Frances Lankin, Hon. Janet Ecker Ms Frances Lankin (Beaches-Woodbine): My question is to the Minister of Citizenship, Culture and Recreation. Minister, you say that your new Ontarians with Disabilities Act will require the government to review more than 600 pieces of legislation, as well as policies and programs, to ensure that people with disabilities are being treated properly. I wonder if the minister is aware of money being taken away from the children of disabled parents by your government. When the federal government implemented the national child benefit, your government deducted $50 per child from welfare benefits. But that money is not just being deducted from welfare recipients; it's also being deducted from families who depend on the Ontario disability support program.
That national benefit was supposed to help children in low-income families and it was supposed to help parents in low-wage jobs. Many of the parents receiving disability support will never be able to work. Their children need those benefits. I'd like you to tell us what kind of teeth your new legislation will have. Will your legislation mean an end to the clawing back of the national child benefit from disabled parents and their children by the Mike Harris government?
Hon Isabel Bassett (Minister of Citizenship, Culture and Recreation): I'll refer that to the Minister of Community and Social Services.
Hon Janet Ecker (Minister of Community and Social Services): I think the honourable member's research is usually quite good and I think she probably understands that the goal of the national child benefit, the increase in money that Ottawa has given the provinces, is designed to go to families who are in low-income working situations. It's to be a top-up and an assistance to people who are in working circumstances. Any additional monies for the provinces are being reinvested in high-priority programs to help individuals who may well be in working circumstances and to help get people off welfare into those working circumstances. For example, we're using the national child benefit monies to help put actual hard dollars into the pockets of low-income working parents to help them with their child care expenses.
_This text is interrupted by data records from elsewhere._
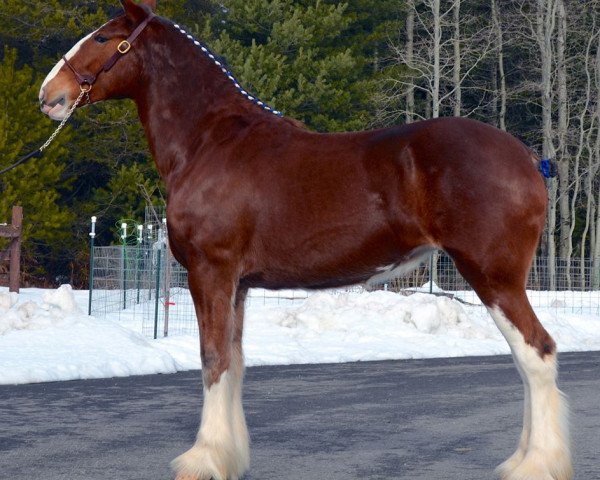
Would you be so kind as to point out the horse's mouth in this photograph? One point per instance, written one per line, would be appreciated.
(56, 110)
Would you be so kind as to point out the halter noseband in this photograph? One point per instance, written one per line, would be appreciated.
(87, 81)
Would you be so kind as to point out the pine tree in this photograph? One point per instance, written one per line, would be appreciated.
(294, 55)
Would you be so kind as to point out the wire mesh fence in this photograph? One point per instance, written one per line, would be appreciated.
(144, 286)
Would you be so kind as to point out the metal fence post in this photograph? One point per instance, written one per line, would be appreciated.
(14, 276)
(157, 291)
(92, 237)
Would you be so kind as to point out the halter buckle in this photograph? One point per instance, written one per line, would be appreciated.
(124, 47)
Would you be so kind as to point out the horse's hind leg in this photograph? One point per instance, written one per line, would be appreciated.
(544, 447)
(221, 450)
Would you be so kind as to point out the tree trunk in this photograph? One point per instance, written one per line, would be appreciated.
(410, 45)
(565, 246)
(545, 27)
(501, 78)
(456, 73)
(437, 44)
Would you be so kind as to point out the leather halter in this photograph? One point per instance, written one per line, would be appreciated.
(87, 81)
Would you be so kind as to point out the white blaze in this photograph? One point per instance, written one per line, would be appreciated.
(70, 54)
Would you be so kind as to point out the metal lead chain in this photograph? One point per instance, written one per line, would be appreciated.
(64, 120)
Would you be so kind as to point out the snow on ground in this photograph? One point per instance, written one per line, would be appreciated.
(45, 335)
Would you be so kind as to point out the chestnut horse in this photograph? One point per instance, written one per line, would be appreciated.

Ms Lankin: This is a further betrayal of persons with disabilities, and you won't even answer the question and defend your own legislation. To the minister who stands up and defends this: This money you're clawing back from parents who are receiving disability support programs, many of them are parents who will never be able to work. That national child benefit was supposed to help low-income children. It's supposed to help bring children out of poverty.
Hon Mrs Ecker: By getting them off assistance.
Ms Lankin: You're yelling at me that you want to take people off the system. These are people with disabilities. You said you were taking them off welfare. You said this was a different program. You're applying the same rules, and you're clawing back money from disabled families and children of disabled parents. That is discriminatory. That is not what you said you were going to do. Your legislation that your other minister won't defend obviously won't solve the problem. You explain why you're discriminating against families with disabilities and their children.
Hon Mrs Ecker: With all due respect to the honourable member, there is no change in their assistance benefit level. What they are eligible for remains what they are eligible for. We are not reducing or taking away the money that is part of their monthly income, and she knows that.
I think we should stress to the honourable member that our benefits for those who have disabilities who are on the system are 47% more generous than the other provinces. Again, Ontarians would very much support that. Perhaps she's prepared to say that because someone with a disability is living on income support, somehow they're not going to be capable of employment. Certainly that's not what we heard from people with disabilities. Their program had a 50% failure rate getting people into employment. People with disabilities said that was unacceptable. That's why we developed the new Ontario disability support program, with its employment supports, so that those individuals would have the best crack they could have at the employment market, to work the way they want to work.